Well, whoever would have thought it? Why has Son Sant Joan been getting the passenger numbers it has until now? Not just because of hotels, that's for sure. If there is indeed now a majority of tourists staying in non-hotel accommodation, then this should come as absolutely no surprise. Mallorca cannot possibly have the number of tourists it gets and put them all in hotels because, despite the high number of hotel places (some 280,000), it is impossible for hotels to get anywhere near meeting tourist demand. It's been said time and time again that this is the case.

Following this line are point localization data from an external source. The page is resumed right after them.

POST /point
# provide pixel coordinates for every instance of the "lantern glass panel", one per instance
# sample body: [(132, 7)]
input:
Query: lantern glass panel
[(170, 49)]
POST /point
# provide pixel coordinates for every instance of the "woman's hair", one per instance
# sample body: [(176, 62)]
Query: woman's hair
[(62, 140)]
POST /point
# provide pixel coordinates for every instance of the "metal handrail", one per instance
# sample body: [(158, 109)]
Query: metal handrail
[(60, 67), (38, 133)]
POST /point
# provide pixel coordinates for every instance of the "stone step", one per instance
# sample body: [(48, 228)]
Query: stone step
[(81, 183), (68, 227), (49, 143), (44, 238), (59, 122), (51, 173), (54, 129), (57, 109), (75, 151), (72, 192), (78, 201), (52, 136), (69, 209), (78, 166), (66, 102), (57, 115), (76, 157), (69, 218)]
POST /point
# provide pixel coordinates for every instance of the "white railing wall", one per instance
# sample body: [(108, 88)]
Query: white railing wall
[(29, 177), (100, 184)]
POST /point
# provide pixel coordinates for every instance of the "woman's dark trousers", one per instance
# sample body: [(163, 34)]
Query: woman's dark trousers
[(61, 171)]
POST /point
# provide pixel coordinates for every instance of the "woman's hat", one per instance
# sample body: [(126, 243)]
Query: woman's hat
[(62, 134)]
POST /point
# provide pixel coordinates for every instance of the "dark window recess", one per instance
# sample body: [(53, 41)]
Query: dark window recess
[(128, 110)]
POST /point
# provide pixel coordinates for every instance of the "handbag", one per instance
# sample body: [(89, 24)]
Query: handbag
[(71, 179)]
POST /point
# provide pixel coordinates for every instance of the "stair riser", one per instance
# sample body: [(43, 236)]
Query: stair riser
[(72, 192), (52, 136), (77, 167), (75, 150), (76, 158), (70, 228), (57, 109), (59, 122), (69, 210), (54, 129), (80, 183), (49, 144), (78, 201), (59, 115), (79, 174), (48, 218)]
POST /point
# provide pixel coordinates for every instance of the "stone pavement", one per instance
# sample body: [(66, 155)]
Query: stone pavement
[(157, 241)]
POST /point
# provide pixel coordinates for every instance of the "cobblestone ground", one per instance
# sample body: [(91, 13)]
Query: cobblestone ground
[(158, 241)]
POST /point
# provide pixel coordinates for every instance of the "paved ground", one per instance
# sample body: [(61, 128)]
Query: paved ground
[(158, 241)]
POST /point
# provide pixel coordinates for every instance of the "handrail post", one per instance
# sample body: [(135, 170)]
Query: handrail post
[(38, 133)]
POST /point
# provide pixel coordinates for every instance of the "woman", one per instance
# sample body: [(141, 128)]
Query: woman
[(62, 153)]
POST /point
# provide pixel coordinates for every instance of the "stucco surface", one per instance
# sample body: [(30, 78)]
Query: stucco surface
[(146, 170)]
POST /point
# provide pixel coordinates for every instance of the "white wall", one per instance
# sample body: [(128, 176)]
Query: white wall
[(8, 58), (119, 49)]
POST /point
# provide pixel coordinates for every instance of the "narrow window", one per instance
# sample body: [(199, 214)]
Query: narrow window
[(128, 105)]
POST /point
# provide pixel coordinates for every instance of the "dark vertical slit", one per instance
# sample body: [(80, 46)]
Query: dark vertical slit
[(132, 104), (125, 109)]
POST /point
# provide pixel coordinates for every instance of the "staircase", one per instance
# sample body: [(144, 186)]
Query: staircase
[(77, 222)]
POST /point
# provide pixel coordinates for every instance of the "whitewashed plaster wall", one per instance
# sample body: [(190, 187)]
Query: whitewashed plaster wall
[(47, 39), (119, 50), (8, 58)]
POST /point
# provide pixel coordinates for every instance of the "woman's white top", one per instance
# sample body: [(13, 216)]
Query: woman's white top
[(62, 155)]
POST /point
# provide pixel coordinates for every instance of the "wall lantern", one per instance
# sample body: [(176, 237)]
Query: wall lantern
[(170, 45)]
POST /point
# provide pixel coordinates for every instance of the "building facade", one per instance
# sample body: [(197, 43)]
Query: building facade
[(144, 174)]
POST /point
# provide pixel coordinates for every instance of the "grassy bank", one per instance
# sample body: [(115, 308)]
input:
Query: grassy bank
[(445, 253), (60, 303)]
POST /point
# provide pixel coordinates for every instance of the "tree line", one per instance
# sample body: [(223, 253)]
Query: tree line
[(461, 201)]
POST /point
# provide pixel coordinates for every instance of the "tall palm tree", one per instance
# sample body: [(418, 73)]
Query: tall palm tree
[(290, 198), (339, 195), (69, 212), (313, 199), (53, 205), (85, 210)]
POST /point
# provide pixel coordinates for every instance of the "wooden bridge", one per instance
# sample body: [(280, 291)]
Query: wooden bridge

Nevertheless, in the quieter months of the summer season such as May, visitors could, in theory, all be accommodated in hotels. That they are not should not be a reason for government and hoteliers to attack the non-hotel accommodation sector (included in which is the so-called illegal offer). It should be a reason for asking why this is so. And there are several reasons. Choice, price, quality in some instances, and of course supply, both legal and illegal.
The passenger numbers will, as ever, be used by the Mallorcan hoteliers federation to ratchet up its attack on the non-hotel sector. They will be used by the government to justify more inspections of properties. It says there have been 3,000 such inspections since January. Aware of the need of the political support of the hoteliers, it will do whatever it can to try and demonstrate that it is acting tough.
But the government, and it knows it, cannot and will not eliminate illegal supply. As the level of non-hotel accommodation is as high as it apparently is, then the pragmatic route - one which the government steadfastly rejects - should be the one it adopts. Permissive regulation, therefore.
Catalonia, with its permissive regime, still faces a sizable problem with illegal accommodation. But having taken the decision to permit registration of the hundreds, thousands of properties that it has, it has also taken a very strict approach on accommodation which contravenes its regulation. So, it is permissive but also restrictive in an appropriate way. It has opened up the market to private property owners but it isn't about to tolerate the ingratitude of those owners who do not play by its perfectly reasonable rules. Unlike the Balearics, where tourism minister Martinez talks tough but where he presents little evidence as to what the consequence of the 3,000 inspections has been, in Catalonia it has processed under a half of the 284 actions it has so far taken against illegal properties. Till now it has realised a total of over half a million euros in fines.